8. Tout cela génère un climat d'impunité qui est propice à de
nouvelles violations des droits de l'homme et qui représente un
déni de justice pour les milliers de victimes; la population est
tellement excédée que la République tchétchène pourrait devenir
véritablement ingouvernable. Si l'on veut qu'un processus politique positif
s'amorce dans la république, il faut que les atteintes aux droits
de l'homme cessent et que les personnes responsables d'exactions
soient déférées à la justice.
9. Pour obtenir que les droits de l'homme soient dorénavant respectés
dans la République tchétchène, l'Assemblée recommande:
9.1. que les combattants tchétchènes
mettent immédiatement un terme à leurs activités terroristes et renoncent
à toute forme de crime.

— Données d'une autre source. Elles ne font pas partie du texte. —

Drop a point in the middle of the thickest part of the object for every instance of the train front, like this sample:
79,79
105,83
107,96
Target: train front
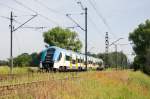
49,57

Toute forme de soutien aux combattants tchétchènes
devrait cesser immédiatement;
9.2. que les forces russes soient mieux contrôlées et que la
discipline soit effectivement assurée: tous les règlements civils
et militaires pertinents et toutes les garanties constitutionnelles,
le droit international, y compris le droit humanitaire, et en particulier
les dispositions pertinentes des Conventions de Genève et les protocoles
y afférents, ainsi que la Convention européenne des Droits de l'Homme
et la Convention européenne pour la prévention de la torture et
des peines ou traitements inhumains ou dégradants, doivent être
intégralement observés au cours de toutes les opérations; la coopération
avec les services du procureur doit s'exercer sans réserve avant,
pendant et après de telles opérations;
9.3. pour autant que la situation sur le plan de la sécurité
le permette, que les troupes soient consignées dans leurs casernes
ou carrément retirées de la République tchétchène;
9.4. que tous ceux qui sont soupçonnés d'avoir commis des exactions
fassent l'objet d'une enquête approfondie et, si leur culpabilité
est établie, qu'ils soient sévèrement punis conformément à la loi,
quels que soient leur grade et leurs fonctions;
9.5. que les recommandations du commissaire aux droits de l'homme
du Conseil de l'Europe soient immédiatement mises en œuvre par la
Fédération russe;
9.6. que la Fédération de Russie autorise sans plus tarder
la publication des rapports du CPT.
10. Désireuse d'obtenir que les personnes responsables d'exactions
soient traduites en justice, l'Assemblée:
10.1. exige des autorités russes qu'elles coopèrent davantage
avec les mécanismes de réparation nationaux et internationaux, tant
judiciaires que non judiciaires;
10.2. invite les Etats membres du Conseil de l'Europe à explorer
sans plus attendre toutes les voies permettant de mettre la Fédération
de Russie face à ses responsabilités, y compris par l'introduction
de requêtes interétatiques devant la Cour européenne des Droits
de l'Homme et par l'exercice de la compétence universelle pour les
crimes les plus graves commis dans la République tchétchène;
10.3. estime que, si les efforts pour livrer à la justice les
personnes responsables de violations des droits de l'homme n'étaient
pas intensifiés et si le climat d'impunité en République tchétchène
continuait de prévaloir, la communauté internationale devrait envisager
la mise en place d'un tribunal ad hoc pour juger les crimes de guerre
et les crimes contre l'humanité commis dans la République tchétchène;
10.4. invite instamment la Fédération de Russie à ratifier sans
tarder le Statut de la Cour pénale internationale.